Reflection on W is for Wasted, by Sue Grafton.(New York: Putnam's, 2013.)
One pleasure of reading Sue Grafton's latest detective novel is to appreciate her skill in weaving nearly a dozen different strands into a single net. Another pleasure, something of a surprise to me, is that she touches our emotions in unexpected ways.
As detective Kinsey Millhone tells us right away, the story connects the deaths of two men who never knew each other. One is an unscrupulous Private Investigator named Pete Wolinsky whom she knew slightly, and one a homeless man who carried her name and number in his pocket. We learn Wolinsky's story through third-person flashbacks (presumed to be Kinsey's speculation after the fact), interspersed through Kinsey's forays into the homeless community and a distant town where the homeless man left wife and children years before.
Encounters that seem incidental do figure into the eventual grand design. There's the young loser who sings, his sisters (one sluttish, one shy), their mother and their family's ex-neighbor with dementia, the P.I.'s long-suffering wife, Kinsey's sometimes boyfriend Dietz the P.I. in Nevada, an ugly encounter with "Boggarts" ("bad fairies" among the homeless), and researchers studying pharmaceutical remedies for addiction. There's Kinsey's encounter with details from her paternal family history. Oh, yes: her landlord adopts a cat named Ed. I kid you not: all of these are interconnected by the time we reach the page-turning finale.
Along the way, we meet the rotund and rebarbative Pearl White, and her young buddy with blonde dread locks and braces, Felix. Kinsey opines about the homeless several times, seeing sometimes no harm in them, and yet resenting how Pearl games the system. A frustrated businessman tells Kinsey how he faces a life of debt over his own wife's $90 K hospital bills, while "some program" will take care of Pearl if she ever gets sick. A funeral on the beach for the homeless man and one of his homeless friends near the end of the book took me by surprise, bringing tears to my eyes when passers-by were stopped by the solemnity of the occasion. The eulogy includes this observation:
Both the urge to rescue and the need to condemn fail to take into account the concept of [the homeless people's] personal liberty, which they may exercise as they see fit so long as their actions fall within the law. ...The homeless have established a nation within a nation, but we are not at war. (483)

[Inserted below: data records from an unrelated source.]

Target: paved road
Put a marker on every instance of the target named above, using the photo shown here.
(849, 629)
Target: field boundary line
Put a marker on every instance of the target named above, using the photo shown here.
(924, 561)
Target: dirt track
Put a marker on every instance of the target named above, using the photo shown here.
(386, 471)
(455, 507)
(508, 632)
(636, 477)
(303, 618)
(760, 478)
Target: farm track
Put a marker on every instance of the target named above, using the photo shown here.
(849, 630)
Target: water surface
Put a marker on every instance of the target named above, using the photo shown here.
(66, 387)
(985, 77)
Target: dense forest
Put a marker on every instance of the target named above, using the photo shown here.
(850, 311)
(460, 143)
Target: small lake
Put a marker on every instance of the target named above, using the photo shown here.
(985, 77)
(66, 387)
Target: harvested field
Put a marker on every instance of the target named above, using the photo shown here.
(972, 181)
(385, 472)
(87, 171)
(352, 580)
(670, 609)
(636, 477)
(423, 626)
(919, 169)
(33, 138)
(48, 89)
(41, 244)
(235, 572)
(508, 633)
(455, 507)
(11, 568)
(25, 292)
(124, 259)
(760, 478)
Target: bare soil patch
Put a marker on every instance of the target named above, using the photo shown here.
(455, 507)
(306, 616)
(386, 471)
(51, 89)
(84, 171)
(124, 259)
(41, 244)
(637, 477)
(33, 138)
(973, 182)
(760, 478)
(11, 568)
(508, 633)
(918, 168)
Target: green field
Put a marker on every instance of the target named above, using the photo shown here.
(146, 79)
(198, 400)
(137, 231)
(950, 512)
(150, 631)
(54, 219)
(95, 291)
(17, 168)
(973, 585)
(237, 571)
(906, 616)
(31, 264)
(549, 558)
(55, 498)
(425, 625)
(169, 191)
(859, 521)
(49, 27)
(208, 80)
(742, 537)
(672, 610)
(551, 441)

Others we meet, who seem to be unsympathetic, do gain our respect, if not our sympathy, thanks to telling details imagined by Grafton. The shy youngest daughter of the homeless man seems to be way off-topic when she tells about a Great Dane always jittery about going to the vet's, for fear of being put down. When the time came to put him down for real, the cooing and petting of his humans calmed him, for once. "If I'd been there," she says, thinking of her father's death on a lonely stretch of beach, "I could have held Daddy's hand" (224). The detective Wolinsky is certainly despicable in many ways, but his adoration of his wife, his shame, and his determination to please her, make him sympathetic, too.
As we've come to expect, there's a suspenseful action-packed showdown involving the cat and a scalpel: pretty creepy and exciting.
My only complaint is with Grafton's editor. Must encounters of substance be separated by pages of detail about Kinsey's eating, grooming, and driving? I swear, one passage told us how Kinsey stopped the car, turned the key in the ignition, put on the parking break, opened the door. etc. etc. etc. There was so much of that stuff early in the book that I would not have pushed through except that I've come to trust Grafton's judgement in the long haul.